You have written about the “emotional efficiency” of the American response to the Boston Bombings. This story rolled on for weeks in the States, while in Britain it fizzled out after a few days – does this imply a greater trauma than the refusal to appear moved by terrorism implies?
Don’t be fooled. Efficiency in motion is in some ways an American value – in others you’d think that wallowing in emotion was more of an American trait, except of course wallowing in emotion is never really experiencing emotion – and yet the efficiency of emotion was in fact an expression of fear. Terrorism works. It scares people. I didn’t follow the British coverage of the American events but of course England has had more experience of this than the United States has had in terms of terrorism in the homeland. The United States is freakishly insulated by history, geography, culture. When these things happen they are especially startling, but Americans like to move on. To achieve “closure”. When all the stuff about the brothers emerged it felt like it was time to hold a memorial service. But they’d already held it – Obama spoke.
The way the mechanism springs into action as if it’s been pre-planned leaves even less room for reflection.
Speed is the central quality of technology. It’s about the acceleration of things, including the inner life, and you saw that in the response to Boston. What one has to do, not just as a writer or as a thinker but even in one’s own life, is look for those experiences that allow one to de-accelerate. In other words, to find those things that cannot be sped up and cherish them more.
You have spoken a great deal about Syria, which has been a case of analysis and hesitance rather than expediency. It is a daily horror show, and has been for soon time. After the attacks in Boston people in Britain were keen to point out what was happening around the world – in Iraq, for example, or Syria, on the same day – where death tolls were much far than in the United States. Where are you now on Syria?

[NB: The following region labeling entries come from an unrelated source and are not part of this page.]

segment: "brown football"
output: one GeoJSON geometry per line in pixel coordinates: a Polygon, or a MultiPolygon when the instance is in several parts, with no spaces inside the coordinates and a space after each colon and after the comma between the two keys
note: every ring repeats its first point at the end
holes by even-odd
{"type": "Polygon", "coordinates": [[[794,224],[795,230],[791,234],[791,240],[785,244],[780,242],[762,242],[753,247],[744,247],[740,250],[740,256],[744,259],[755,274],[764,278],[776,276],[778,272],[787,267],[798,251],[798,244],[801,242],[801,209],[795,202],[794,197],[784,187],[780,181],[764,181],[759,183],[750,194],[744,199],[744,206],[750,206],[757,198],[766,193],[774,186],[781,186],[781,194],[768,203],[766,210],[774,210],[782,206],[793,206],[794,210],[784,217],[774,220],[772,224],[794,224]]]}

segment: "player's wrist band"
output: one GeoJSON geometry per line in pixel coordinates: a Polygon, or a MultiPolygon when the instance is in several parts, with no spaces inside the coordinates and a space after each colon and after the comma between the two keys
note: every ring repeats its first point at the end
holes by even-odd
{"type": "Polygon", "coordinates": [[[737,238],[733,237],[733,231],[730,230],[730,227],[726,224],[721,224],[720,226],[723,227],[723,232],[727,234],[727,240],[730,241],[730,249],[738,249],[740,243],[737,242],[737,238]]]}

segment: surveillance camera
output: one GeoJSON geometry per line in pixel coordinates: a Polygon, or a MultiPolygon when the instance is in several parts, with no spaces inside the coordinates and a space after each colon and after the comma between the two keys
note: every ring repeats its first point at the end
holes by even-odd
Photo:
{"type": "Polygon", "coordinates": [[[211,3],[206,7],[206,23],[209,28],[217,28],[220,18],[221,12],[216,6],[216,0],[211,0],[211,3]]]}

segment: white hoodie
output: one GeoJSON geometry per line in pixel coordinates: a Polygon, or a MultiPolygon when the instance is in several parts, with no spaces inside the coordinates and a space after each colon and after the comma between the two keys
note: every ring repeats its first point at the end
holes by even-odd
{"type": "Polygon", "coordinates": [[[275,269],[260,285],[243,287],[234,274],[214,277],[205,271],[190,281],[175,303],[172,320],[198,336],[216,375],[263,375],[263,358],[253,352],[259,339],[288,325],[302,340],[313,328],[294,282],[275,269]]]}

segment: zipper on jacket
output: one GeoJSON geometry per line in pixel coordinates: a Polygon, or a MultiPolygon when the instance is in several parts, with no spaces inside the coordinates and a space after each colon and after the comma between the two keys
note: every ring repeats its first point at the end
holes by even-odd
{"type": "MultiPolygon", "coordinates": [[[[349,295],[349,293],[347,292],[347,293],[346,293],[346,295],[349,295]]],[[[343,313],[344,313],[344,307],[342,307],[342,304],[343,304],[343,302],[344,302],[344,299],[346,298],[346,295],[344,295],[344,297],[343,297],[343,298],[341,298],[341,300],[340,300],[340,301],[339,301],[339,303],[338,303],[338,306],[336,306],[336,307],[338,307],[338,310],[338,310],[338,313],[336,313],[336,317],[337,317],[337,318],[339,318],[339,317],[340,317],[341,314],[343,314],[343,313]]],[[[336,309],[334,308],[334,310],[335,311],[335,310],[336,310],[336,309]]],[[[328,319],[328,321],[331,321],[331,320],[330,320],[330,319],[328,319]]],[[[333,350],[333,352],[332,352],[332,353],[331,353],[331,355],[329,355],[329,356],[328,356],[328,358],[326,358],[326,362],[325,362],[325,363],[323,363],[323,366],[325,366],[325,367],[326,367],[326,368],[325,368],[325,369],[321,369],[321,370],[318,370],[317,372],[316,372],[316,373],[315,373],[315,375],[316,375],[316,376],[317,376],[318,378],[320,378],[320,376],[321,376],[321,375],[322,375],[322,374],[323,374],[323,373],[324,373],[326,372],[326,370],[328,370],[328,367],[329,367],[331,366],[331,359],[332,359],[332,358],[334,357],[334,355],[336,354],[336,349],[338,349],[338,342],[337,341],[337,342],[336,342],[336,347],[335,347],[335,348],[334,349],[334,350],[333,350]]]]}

I’m still for western intervention. I still think we have to build up a force that will be friendly to the west after Assad is gone. A political force that will owe us something and will fight the jihadists. It’s not too late to deny Al-Qaeda a government in Damascus. It isn’t too late to stem the tide of refugees. It’s a huge problem. Even on humanitarian grounds, I don’t think the west should sit back and watch a dictator rain scud missiles on civilians or use chemical weapons. In foreign policy there are such things as moral emergencies that require rapid deployment, and as I understand Syria’s not the only moral emergency. I never understood the argument that because we can’t act in one place we shouldn’t act in any. It’s late though, our options would have been better two years, or even one year previously.
And waiting is not a neutral action.
That’s exactly right. It’s been more than two years. It was quite a lot more than two years in Bosnia before the United States and the west decided to take action. One keeps at it, but it is not the job of the President of the United States to bear witness to anything. You and I have to bear witness to things because we don’t have the power to actually affect them, but there are people in the world, starting with the President of the United States, who can pick up the phone and actually alter the situation. It’s grotesque. Obama’s indecisiveness and the disconnection between his lofty moral rhetoric and his actual behaviour is the central feature of his foreign policy.
There are example from recent history of course – Bill Clinton famously spoke of his regrets over the Rwandan genocide. Will Obama speak similarly about Syria?
I don’t think so. Obama’s moral vanity is so large I don’t think he’ll ever apologise. I thought Clinton’s apology on Rwanda was a little cheap – that’s easy enough, I’ve apologised – but no, Obama’s bearing witness. It’s the strangest thing. The most powerful man in the world has decided for reasons I don’t entirely understand to be genuinely passive about the most important challenges.